Ma è anche importante seguire la raccomandazione di @Liverpool, cioè di chiamare ogni grafico con standalone con un nome diverso; vuol dire che devi usare forse sempre lo stesso preambolo ma il file sorgente deve avere un nome diverso epr ogni grafico, possibilmente un nome che ti dica chiaramente di che cosa si tratta, non una cosa com3 pgfplot39.tex per produrre il corrispondente pgfplot39.pdf; ma, per esempio, DifferenzialePosteriore.tex con il disegno in DifferenzialePosteriore.pdf. Cancella via via i file ausiliari. quando devi correggere o comunque modifica un diagramma, hai sempre il sorgente su cui operare. se avesse bisogno di ulteriori file se li crea da sol, al massimo ci vorranno un paio di compilazioni iniziali.
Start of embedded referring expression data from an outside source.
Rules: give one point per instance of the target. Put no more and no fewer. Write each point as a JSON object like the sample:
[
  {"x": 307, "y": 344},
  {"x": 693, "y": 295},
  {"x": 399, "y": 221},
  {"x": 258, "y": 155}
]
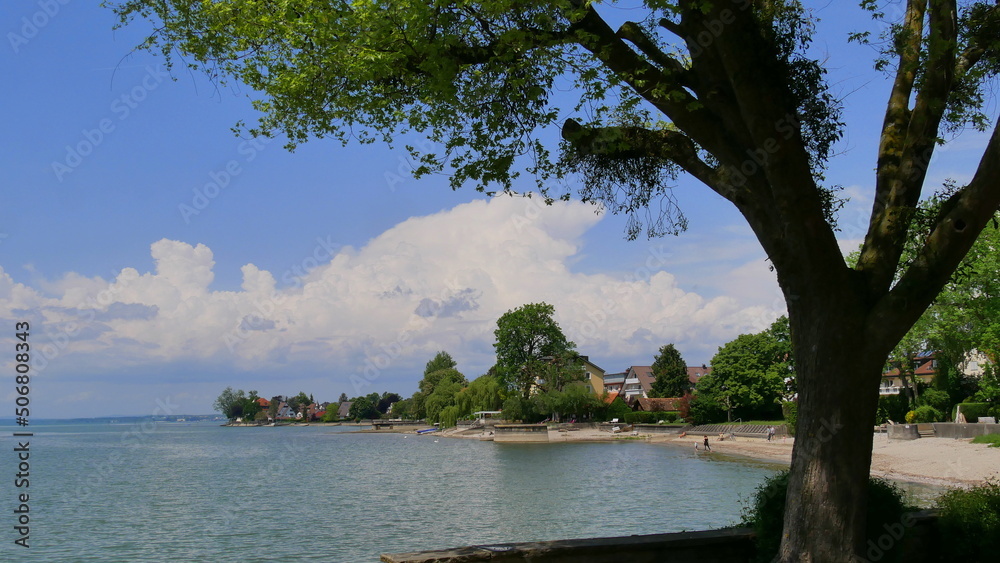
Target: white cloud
[{"x": 429, "y": 283}]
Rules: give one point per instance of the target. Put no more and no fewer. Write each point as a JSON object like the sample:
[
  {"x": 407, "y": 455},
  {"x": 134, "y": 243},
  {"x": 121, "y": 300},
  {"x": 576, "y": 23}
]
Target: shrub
[
  {"x": 665, "y": 416},
  {"x": 705, "y": 410},
  {"x": 448, "y": 416},
  {"x": 936, "y": 398},
  {"x": 972, "y": 411},
  {"x": 790, "y": 412},
  {"x": 765, "y": 513},
  {"x": 927, "y": 413},
  {"x": 640, "y": 417},
  {"x": 617, "y": 409},
  {"x": 970, "y": 519},
  {"x": 992, "y": 439},
  {"x": 892, "y": 407}
]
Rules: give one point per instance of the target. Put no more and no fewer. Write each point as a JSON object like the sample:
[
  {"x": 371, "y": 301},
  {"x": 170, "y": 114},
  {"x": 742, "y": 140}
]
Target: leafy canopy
[
  {"x": 528, "y": 343},
  {"x": 670, "y": 373},
  {"x": 483, "y": 80}
]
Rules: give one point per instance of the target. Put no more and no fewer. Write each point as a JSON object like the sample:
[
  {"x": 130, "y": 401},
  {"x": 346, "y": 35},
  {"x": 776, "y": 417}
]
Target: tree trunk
[{"x": 838, "y": 379}]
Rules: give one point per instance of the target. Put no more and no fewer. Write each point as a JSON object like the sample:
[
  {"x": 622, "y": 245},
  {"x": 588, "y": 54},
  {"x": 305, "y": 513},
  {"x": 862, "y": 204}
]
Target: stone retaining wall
[
  {"x": 952, "y": 430},
  {"x": 917, "y": 532},
  {"x": 520, "y": 433}
]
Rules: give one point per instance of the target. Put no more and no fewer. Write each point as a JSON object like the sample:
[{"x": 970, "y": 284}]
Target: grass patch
[{"x": 992, "y": 439}]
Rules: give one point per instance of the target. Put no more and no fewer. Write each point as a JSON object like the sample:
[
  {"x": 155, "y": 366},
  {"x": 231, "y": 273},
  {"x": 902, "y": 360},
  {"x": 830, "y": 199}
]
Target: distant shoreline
[{"x": 936, "y": 462}]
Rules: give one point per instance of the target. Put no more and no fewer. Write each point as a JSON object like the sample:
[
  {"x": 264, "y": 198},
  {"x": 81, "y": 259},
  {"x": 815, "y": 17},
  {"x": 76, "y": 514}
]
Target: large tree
[
  {"x": 230, "y": 402},
  {"x": 724, "y": 91},
  {"x": 531, "y": 346},
  {"x": 748, "y": 376},
  {"x": 670, "y": 373}
]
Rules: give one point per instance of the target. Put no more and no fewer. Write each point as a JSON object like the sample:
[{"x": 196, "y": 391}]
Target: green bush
[
  {"x": 640, "y": 417},
  {"x": 666, "y": 416},
  {"x": 617, "y": 409},
  {"x": 448, "y": 416},
  {"x": 927, "y": 413},
  {"x": 790, "y": 412},
  {"x": 705, "y": 410},
  {"x": 765, "y": 513},
  {"x": 970, "y": 519},
  {"x": 992, "y": 439},
  {"x": 936, "y": 398},
  {"x": 972, "y": 411},
  {"x": 892, "y": 407}
]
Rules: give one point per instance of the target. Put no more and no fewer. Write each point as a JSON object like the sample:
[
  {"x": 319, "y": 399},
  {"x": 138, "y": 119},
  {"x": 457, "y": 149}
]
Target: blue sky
[{"x": 326, "y": 270}]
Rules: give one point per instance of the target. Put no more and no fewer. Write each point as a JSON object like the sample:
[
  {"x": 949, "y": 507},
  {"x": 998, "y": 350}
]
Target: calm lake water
[{"x": 200, "y": 492}]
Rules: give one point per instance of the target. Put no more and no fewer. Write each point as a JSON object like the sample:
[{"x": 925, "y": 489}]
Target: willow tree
[{"x": 722, "y": 90}]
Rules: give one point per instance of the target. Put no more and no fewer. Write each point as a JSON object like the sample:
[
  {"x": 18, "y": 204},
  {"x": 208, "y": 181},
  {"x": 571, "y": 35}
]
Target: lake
[{"x": 201, "y": 492}]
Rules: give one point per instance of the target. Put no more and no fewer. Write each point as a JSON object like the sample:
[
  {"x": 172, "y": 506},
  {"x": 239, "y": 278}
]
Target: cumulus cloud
[{"x": 430, "y": 283}]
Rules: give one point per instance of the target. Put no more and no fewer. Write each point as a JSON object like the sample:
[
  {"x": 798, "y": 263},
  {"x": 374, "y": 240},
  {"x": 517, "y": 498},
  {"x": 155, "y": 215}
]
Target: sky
[{"x": 159, "y": 258}]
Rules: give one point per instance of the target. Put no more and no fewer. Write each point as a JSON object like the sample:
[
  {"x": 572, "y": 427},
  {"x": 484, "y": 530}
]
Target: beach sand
[{"x": 930, "y": 461}]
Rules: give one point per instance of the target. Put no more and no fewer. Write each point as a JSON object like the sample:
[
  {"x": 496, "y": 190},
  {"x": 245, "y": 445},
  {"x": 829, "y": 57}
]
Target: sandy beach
[{"x": 930, "y": 461}]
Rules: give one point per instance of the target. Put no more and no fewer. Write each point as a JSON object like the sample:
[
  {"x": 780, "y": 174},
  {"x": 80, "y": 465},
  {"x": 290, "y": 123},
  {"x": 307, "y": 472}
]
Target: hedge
[{"x": 972, "y": 411}]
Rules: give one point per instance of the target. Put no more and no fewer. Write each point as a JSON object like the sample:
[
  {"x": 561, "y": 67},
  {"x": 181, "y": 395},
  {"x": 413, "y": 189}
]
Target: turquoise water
[{"x": 200, "y": 492}]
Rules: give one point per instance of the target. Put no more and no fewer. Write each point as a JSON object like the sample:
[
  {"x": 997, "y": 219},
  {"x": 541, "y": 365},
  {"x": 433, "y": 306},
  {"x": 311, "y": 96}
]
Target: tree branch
[
  {"x": 632, "y": 142},
  {"x": 891, "y": 212},
  {"x": 963, "y": 217},
  {"x": 634, "y": 34}
]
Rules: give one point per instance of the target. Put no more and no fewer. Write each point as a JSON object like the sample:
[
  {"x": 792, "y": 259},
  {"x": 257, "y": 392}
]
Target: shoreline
[{"x": 934, "y": 462}]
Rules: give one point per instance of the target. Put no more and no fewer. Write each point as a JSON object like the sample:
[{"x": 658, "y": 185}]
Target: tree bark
[{"x": 838, "y": 381}]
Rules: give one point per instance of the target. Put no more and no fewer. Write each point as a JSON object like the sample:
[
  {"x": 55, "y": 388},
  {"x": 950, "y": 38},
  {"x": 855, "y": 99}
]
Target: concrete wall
[
  {"x": 714, "y": 546},
  {"x": 520, "y": 433},
  {"x": 952, "y": 430},
  {"x": 902, "y": 431},
  {"x": 735, "y": 545},
  {"x": 659, "y": 428}
]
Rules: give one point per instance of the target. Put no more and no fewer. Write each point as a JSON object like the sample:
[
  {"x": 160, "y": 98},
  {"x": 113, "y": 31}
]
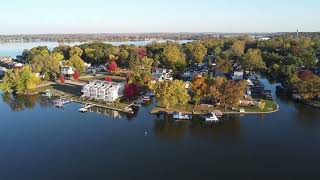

Ne teso principale potrai aver definito un \graphicspath secondo quanto scritto nella guida che leggi con texdoc grfguide e quindi per importare il tuo diagramma scriverai sempre [tt]\includegraphics[width=0.8\textwidth]{DifferenzialePosteriore}[/tt] e non devi pensarci più.
Io trovo questo modo di procedere molto ordinato, semplice, facile per eseguire le correzioni/modifiche, rapido nell’importazione dei file pdf, la cui inclusione è decisamente più rapida, per esempio di una file png (ma stima parlando di secondi o frazioni di secondo).